制作費180億円、正月恒例の時代劇「忠臣蔵」を斬新に脚色し、最新CGを駆使した映像で年末の目玉として大ヒットが期待された映画「47RONIN」の大コケぶりがスゴイ。
主演に日本では“一流スター”のキアヌ・リーヴスを迎え、真田広之、浅野忠信、柴咲コウ、菊地凛子、赤西仁という「日本人だけど何とか英語はダイジョーブ」という意味で、現在考えられる最高のメンツが脇を固めたにも関わらず、12月7日・8日の封切週の土日で興収1億524万円。この週のぶっちぎり1位が「ルパンVSコナン」の企画アニメで、興収約6億5000万円なのだが、じつは公開スクリーン数が、前者が753スクリーンで、後者が329スクリーン。その差は歴然だ。観客数でいえば「47RONIN」は1スクリーンあたり、1回の上映で平均12人程度となる(公開週でだ!)。ツイッターに「(空席多すぎて)ヤバイ」などと書き込みがされたのもうなずける惨状だったようだ。
これには「私たちが日本を代表するハリウッド役者よ!」とドヤ顔で出演した俳優陣も穴があったら入りたい心境だろう。しかも、どうやら洋画業界ではこの映画は“なかったこと”にするかのように、宣伝マンらも苦笑いのあと「びっくりしましたね」以外、何も語ろうとしない。

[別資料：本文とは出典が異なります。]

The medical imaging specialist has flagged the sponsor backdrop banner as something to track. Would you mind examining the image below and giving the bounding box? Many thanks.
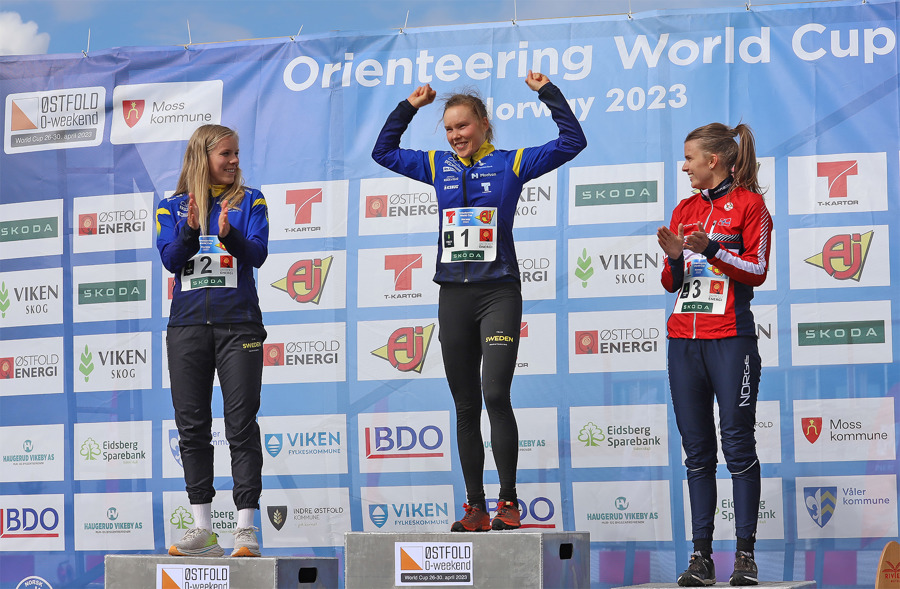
[0,0,900,587]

ところがそんな大コケ作にもかかわらず、劇場で鑑賞していた井筒和幸監督は、
「ひと言、ゲテモノやね。ちょっと前に『ウルヴァリンSAMURAI』とかいう、レミゼの兄ちゃんが主演したトンデモ映画があったけど、“ハリウッドジャパニーズ”はもう古いねん。ヘンなニッポン、ヘンな日本人、ヘンな東洋かぶれの外人…そんなものばっか見せられて、さすがに客もウンザリしたんやろ。アメリカも日本人に観せて稼ごうという腹づもりなら、もっと気ィつかわないと。まさに政治と同じ、アメリカはまだ日本を統治してると思ってる、国民はウンザリしてるんやけど、安倍とかアメリカ様を崇めてる政治家たちはヘコヘコしてる。『47RONIN』の温度差はその構図そのものや! ゲテモノやから正月の厄除けにはなるやろ」
と、猛毒ブッタ斬り。怖いもの見たさで観るならご自由にといったところだが、公開2週目で早くもランキング外に消えたこの大作、毎年「忠臣蔵」が話題となる大晦日まで上映しているかどうか‥‥それすら心配になってきた。